Have you ever thrown a side kick into a kicking shield just for the sheer enjoyment of throwing it, of experiencing the energy of the movement itself? Or perhaps you hit a focus mitt with a lead straight punch or worked a particular escape from a grappling position for the same reason, because it just feels so damn good doing it. If, as you finished doing it, Bruce Lee suddenly appeared and asked you, “How did it feel to you?” your answer would not be, “Let me think…,” but instead something like, “It felt so freakin great!”

Martial art deals with movement. All types of movement; footwork and body movement, striking actions, grappling actions – offensive actions, counteroffensive actions, defensive actions, etc. In his martial art notes, Lee wrote, “The essence of fighting is the essence of moving.” Sometimes it can become very easy to get caught up in the mentality of maintaining a sense of over-seriousness when we train. We get out our stopwatch or put on the timer, determined to throw as many kicks or strikes as we can in a given time period. We record everything we have done in our training log, etc. Don’t get me wrong, I don’t think there is anything wrong with that, especially if you are a professional combative sport athlete training for an upcoming event. There is nothing wrong with recording your workouts and there is nothing wrong with pushing yourself to improve. And learning combative skills for self-defense purposes is serious business. My point is simply that sometimes, if we’re not careful, things can become overly mechanical, and we can lose sight of experiencing the enjoyment of what we are doing.
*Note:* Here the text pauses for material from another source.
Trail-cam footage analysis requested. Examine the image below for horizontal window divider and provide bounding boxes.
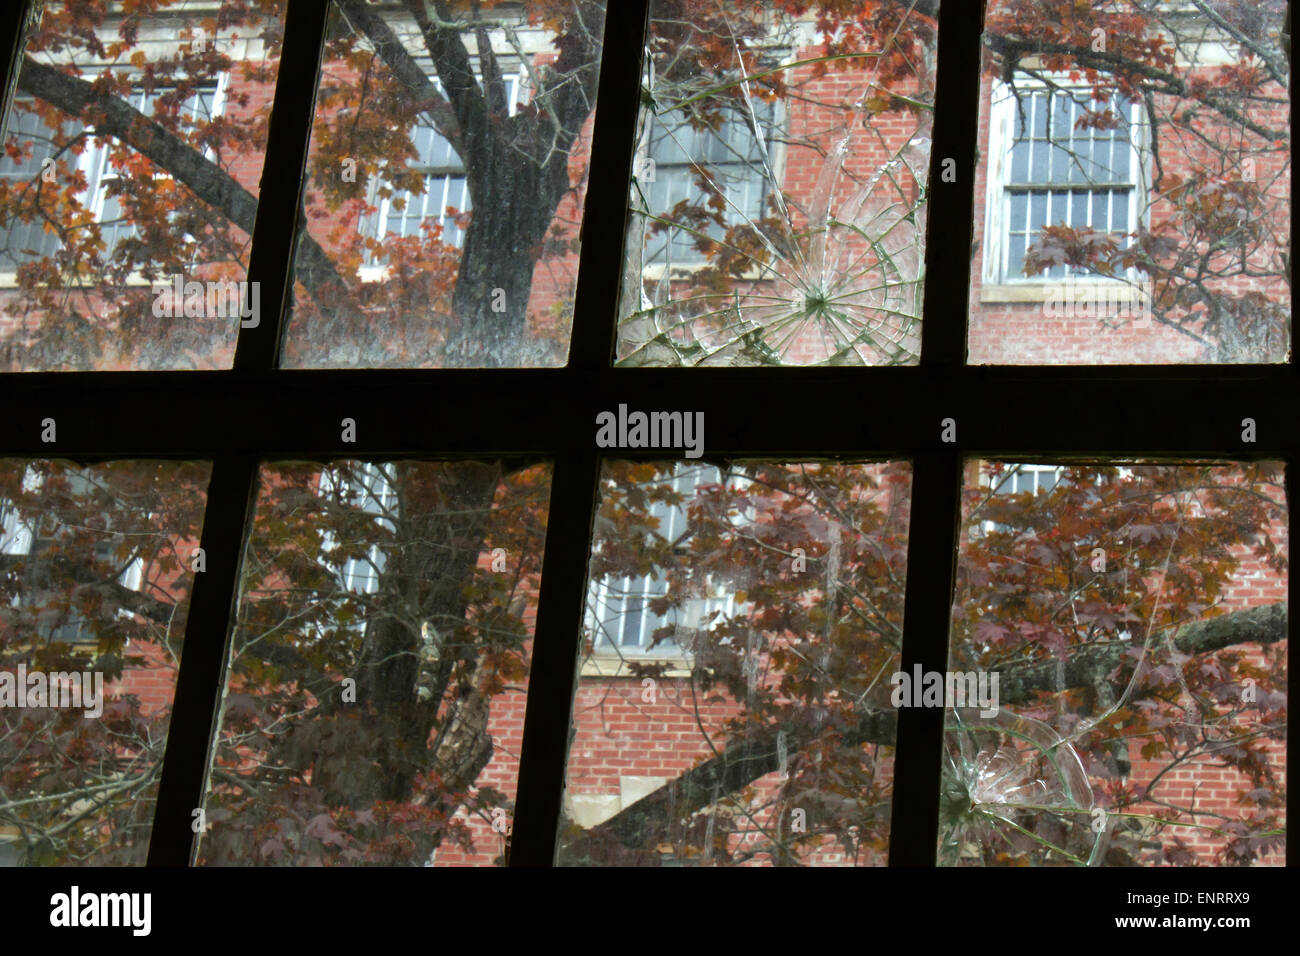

I went through such a phase myself (in fact I’ve gone through it numerous times in my years of training). Each time it occurs, I end up asking myself, “Why am I doing this?” And the answer I get is that I’m doing it because I enjoy doing it so much. And at that point I realize that I need to reinsert a state of enjoyment into what I’m doing.

When it comes to martial art training, we’re never too old or too experienced or too advanced to discover (or re-discover) the joy of movement, of our body in action. Bringing such a sense of enjoyment to your training can alter your mindset. It can bring back (or cultivate) your sense of body awareness. It can help you “ease the burden of your mind” by getting rid of excessive tension and self-consciousness. It can bring a sense of ‘emotional content’ to your movement. So strive to maintain a sense of enjoyment in your training.